They're not meant to be trick questions. We treat them as we would in a product review, which is, hey, we have a bunch of questions. We want to learn more. Let's use the time to uplevel, like, craft and quality of decisions. And I think the candidate's ability to interact with the team is really, really high.

Signal. Like I said earlier, when asked hard questions, are they curious or are they defensive? When are they open to being challenged and when do they have really high conviction? Do they have any high conviction at all and are willing to defend some of their points of view? Are they willing to be open to others?

And how do you actually just naturally work with other folks? I think this environment is pretty akin to what you would be doing in your day to day with the team. And so I think it's as close to like, real life simulation as possible. And it's not a random case study. You've already taken the time to think through this.

And so I think it also solves for the fact that, like, not everyone is good at a random case study on the stuff, but how do you do when you've thought about something, put in the time and are then being asked to really grapple with hard questions? How quickly do you know when you've made a bad hire in product? Probably within the first two to three months. I think it's a few things. I think one is ability to deliver real impact.

And impact doesn't need to mean you moved a metric. It's like, is your team in a healthier spot? Did you drive clarity into a really ambiguous part of the strategy that we haven't had before? Bad hires spend the first three months still onboarding and still getting an assessment or the lay of the land. And I think the time from content and information absorption into behavior and impact.

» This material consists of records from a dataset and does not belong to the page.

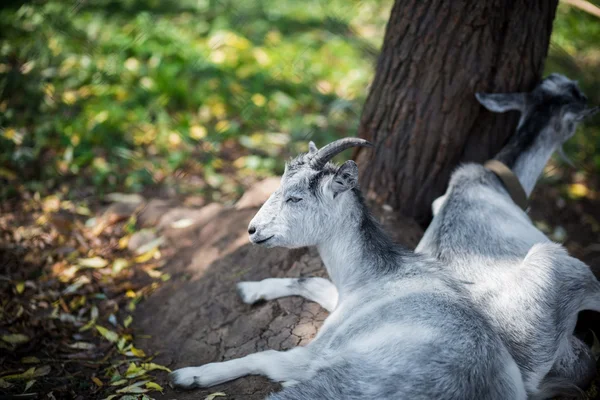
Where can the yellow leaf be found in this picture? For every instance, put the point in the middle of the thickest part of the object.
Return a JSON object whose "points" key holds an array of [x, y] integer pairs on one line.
{"points": [[20, 287], [213, 395], [146, 256], [94, 262], [15, 338], [197, 132], [134, 371], [153, 366], [124, 241], [119, 265], [108, 334], [82, 346], [154, 386], [578, 190]]}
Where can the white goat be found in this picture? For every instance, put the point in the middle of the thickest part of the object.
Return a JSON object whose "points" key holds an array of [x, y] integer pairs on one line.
{"points": [[401, 326], [529, 288]]}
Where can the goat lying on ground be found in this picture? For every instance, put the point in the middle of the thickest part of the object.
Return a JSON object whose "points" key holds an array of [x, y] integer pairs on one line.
{"points": [[530, 288], [401, 326]]}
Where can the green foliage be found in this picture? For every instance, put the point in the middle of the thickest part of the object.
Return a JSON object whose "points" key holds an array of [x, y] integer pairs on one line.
{"points": [[204, 95], [123, 94], [574, 51]]}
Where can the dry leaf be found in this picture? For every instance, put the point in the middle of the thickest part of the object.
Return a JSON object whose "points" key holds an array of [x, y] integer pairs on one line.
{"points": [[213, 395], [154, 386], [108, 334], [94, 262], [153, 366]]}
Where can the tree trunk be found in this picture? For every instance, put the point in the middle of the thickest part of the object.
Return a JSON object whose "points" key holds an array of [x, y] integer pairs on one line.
{"points": [[421, 113]]}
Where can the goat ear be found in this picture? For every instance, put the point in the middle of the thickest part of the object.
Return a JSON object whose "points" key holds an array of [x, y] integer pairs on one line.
{"points": [[502, 102], [345, 178]]}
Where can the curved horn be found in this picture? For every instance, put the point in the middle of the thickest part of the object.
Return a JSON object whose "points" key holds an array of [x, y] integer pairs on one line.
{"points": [[326, 153]]}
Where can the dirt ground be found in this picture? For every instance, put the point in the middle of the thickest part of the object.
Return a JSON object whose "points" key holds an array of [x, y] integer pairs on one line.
{"points": [[193, 316], [200, 319]]}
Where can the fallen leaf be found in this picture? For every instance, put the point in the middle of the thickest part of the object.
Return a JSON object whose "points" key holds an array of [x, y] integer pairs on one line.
{"points": [[134, 388], [15, 338], [153, 366], [42, 371], [119, 265], [124, 198], [133, 371], [137, 352], [182, 223], [154, 386], [82, 346], [108, 334], [578, 190], [94, 262], [213, 395], [30, 373], [147, 255]]}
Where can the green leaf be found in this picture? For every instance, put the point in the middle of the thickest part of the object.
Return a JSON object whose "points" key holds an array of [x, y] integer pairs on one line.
{"points": [[213, 395], [154, 386], [15, 338]]}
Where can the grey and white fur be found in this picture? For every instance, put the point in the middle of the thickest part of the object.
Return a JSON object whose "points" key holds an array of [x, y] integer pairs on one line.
{"points": [[529, 288], [401, 325]]}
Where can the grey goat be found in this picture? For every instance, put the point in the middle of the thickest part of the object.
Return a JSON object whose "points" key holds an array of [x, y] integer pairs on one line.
{"points": [[529, 288], [401, 326]]}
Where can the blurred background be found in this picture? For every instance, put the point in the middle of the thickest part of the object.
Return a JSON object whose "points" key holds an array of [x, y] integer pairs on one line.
{"points": [[107, 104], [204, 96]]}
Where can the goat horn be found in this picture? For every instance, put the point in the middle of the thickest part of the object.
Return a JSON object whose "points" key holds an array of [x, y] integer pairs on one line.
{"points": [[326, 153]]}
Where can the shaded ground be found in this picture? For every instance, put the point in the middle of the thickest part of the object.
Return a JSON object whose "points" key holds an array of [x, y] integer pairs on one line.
{"points": [[201, 319], [178, 288]]}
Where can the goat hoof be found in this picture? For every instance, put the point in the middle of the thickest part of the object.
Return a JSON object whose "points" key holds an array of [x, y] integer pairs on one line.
{"points": [[249, 292], [186, 378]]}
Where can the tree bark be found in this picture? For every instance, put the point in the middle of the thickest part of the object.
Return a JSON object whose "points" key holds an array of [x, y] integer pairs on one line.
{"points": [[421, 113]]}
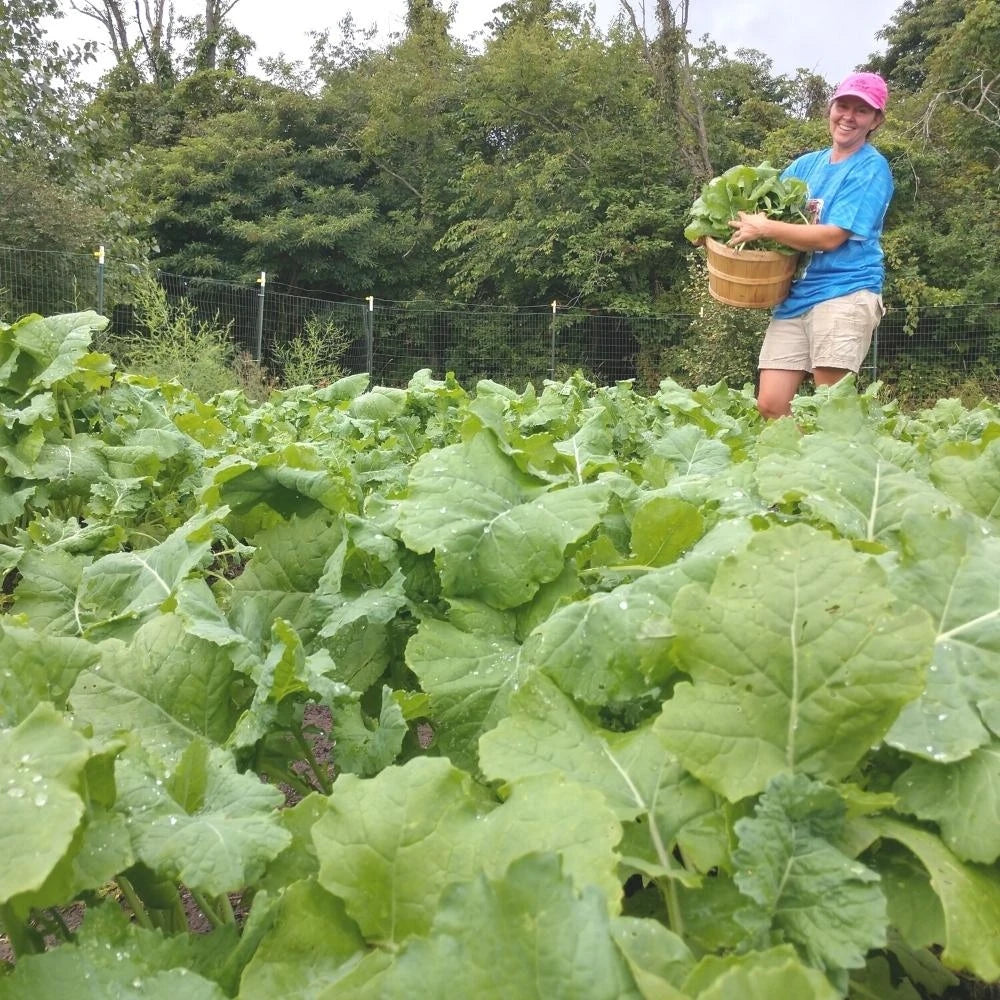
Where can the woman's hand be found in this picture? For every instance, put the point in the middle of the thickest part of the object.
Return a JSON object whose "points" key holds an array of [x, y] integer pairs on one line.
{"points": [[747, 227]]}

Three months is plenty of time to see that. If they can't do it, then I haven't seen yet someone who's able to do it in six months or nine months. If they weren't able to do it in that first three months. Months, final one before we do a quick fire. It's just that product reviews are a core part of the role of a product leader.

Janie
How do you do product reviews? How do you structure them? Who's invited? Who sets the agenda? Just help me understand that.

Parker
Yeah. So we have two types of product reviews that we have holds on the calendar for every week. One is an exec review and one is more of a casual product crit. The exec reviews are typically for products that are really high stakes because they're high cost, really strategic, one way door type products where if we get it wrong, it's going to be really bad. And so for these reviews, I other execs will at the beginning of the quarter say like this product needs to go through the review cycle or PM's can self nominate.

There are different types of discussions that happen in these exec reviews based on the product lifecycle, if it's earlier on, it's problem definition. Like we're not looking at mocks, we're just saying are we solving the right business and customer pain point? And you have to identify both. You have to identify what is the business outcome we're achieving and like how are we making our customers lives better. And then I think as products get more mature, we start to get into solutions and we have exact reviews on the solutions and want the product teams to come to the table with a few options, but be really, really opinionated on which one they recommend.

And then I think the last one is a bit more in the weeds on execution. So once the team has built out the solution. How do we gain confidence that this is going to land with customers and starts to bring in, go to market, and really talk about how we'll deliver this product? And we've evolved this process a ton. The few things that really have made this effective are the rituals we have, like before, after, and during the review itself.

Janie
What are those rituals? Before a exec review, the product leader or the PM will send out a loom pre watch 24 hours ahead of the review. The expectation is that before people come to this review, that everyone's watched the review, they've all dropped in feedback and questions already. And I think most important, the feedback that is inputted into this artifact is prioritized in a self categorization way. And so.

Parker
So I think one of my favorite sayings from someone I worked with at Opendoor is questions are cheap, answers are expensive, and the exec review should not try to get through all questions. And so for every artifact, there's always a section at the end. What does questions of cheap answers or expensive mean in product? Look for anything that you're shipping. We can ask any question that we want and try to get more information, but there are going to be questions that are absolutely critical to answering such that we are building the right things for customers.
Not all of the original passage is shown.